Most of the customers who have services within São Paulo DC experienced a network outage yesterday (February 13, 2020). It led to a complete blackout for some of the services. Firstly, please accept our apologies for any inconvenience caused and secondly I would like to give a full chronology of this incident we have faced. Then I will brief what steps we will take to prevent those types of outages.
February 13, 2020 (Time zone GMT +0)
8:00 AM, we have received an alert from our monitoring center, that SAO location is down. After closer investigation, we have noticed that some of the racks were accessible where Bare-Metal Servers colocated.
9:00 AM, we have decided to reboot the core router.
11:00 AM, we have received a confirmation that the router reboot initiated.
5:00 PM, we gained access to the router and switches.
9:00 PM, we have diagnosed that router obtained the default settings and that switch ports lost its configuration. Some of the links we have successfully recovered, but some of them were not able to recover.
February 14, 2020 (Time zone GMT +0)
1:00 AM, we have made a decision not to waste any more time and decided to deploy the configuration on the alternative router we have onsite and investigate the problem with the current router later.
5:00 AM, all links were relocated to the alternative routers, but after some time, we have noticed that we have lost connectivity again with the DC.
6:00 AM, we have requested access to the routers again.
7:00 AM, we have gained access to the routers again. After that noticed that it was a misconfiguration in some of the configs.
At 8:00 AM, all of the services restored.
We are still carrying out the investigation and taking the necessary measures to prevent this from happening again.
Since the network infrastructure is running on Extreme Networks hardware (previous Brocade), we will swap all the network gear to Juniper. We had some incidents previously regarding the Extreme Networks gear, but since we have planned to do the upgrade in April, we will push this upgrade sooner. We can expect some downtimes during the updates, but they will be minimal, and in some cases, the upgrade will have no impact on the running services. Two cross-connects are between every rack for redundancy.
The next thing we will introduce is the KVM switch, which will allow us to connect to the infrastructure even if it’s down since we have spent a pretty large amount of time communicating between two continents fixing the problem. It allows connecting to the site straight away without any need of connecting the KVM over IP device with the help of remote hands to gain access to the network switches or routers. It will be a standard for all of our locations, but we will introduce this to the most critical ones first.
We will introduce the status page, where we will broadcast any updates and current statuses of the services. In other words, we will expose the monitoring of the services with the incident reports so that all communication and status updates would be in one place. We will introduce it by the end of next week or the beginning of the following.

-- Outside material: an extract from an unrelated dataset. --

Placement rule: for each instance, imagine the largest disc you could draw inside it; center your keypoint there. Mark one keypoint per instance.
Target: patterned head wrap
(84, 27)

Lastly, since we had a procedure to update the customers every two hours, we will reduce the time up to one hour if, in the unlikely event, something similar would happen.
Last year we had two major outages in São Paulo DC. It was due to the chopped CenturyLink fiber cable. We have learned from both of those outages what we need to fix. We have introduced additional upstream providers to blend the traffic better, and the same outage scenario will not happen. Last night’s outage showed us that we could rely on the systems that are proven to be working. That is why all of our locations have either MX960 or MX204 routers, which can handle the network correctly. The lesson learned, and at the same time, when our network engineering team is working on resuming services 100%, we in parallel organizing the shipment of the Juniper network gear to the DC.
We will update you once the status page is live, where we will notify all customers about the network equipment upgrade. Again, we sincerely apologize for the inconvenience caused, and we work hard to maintain quality assurance.
I want to thank and much appreciate, our network engineering team, our support team, and our head of infrastructure, Zilvinas Vaickus, for coordinating and fixing the issue.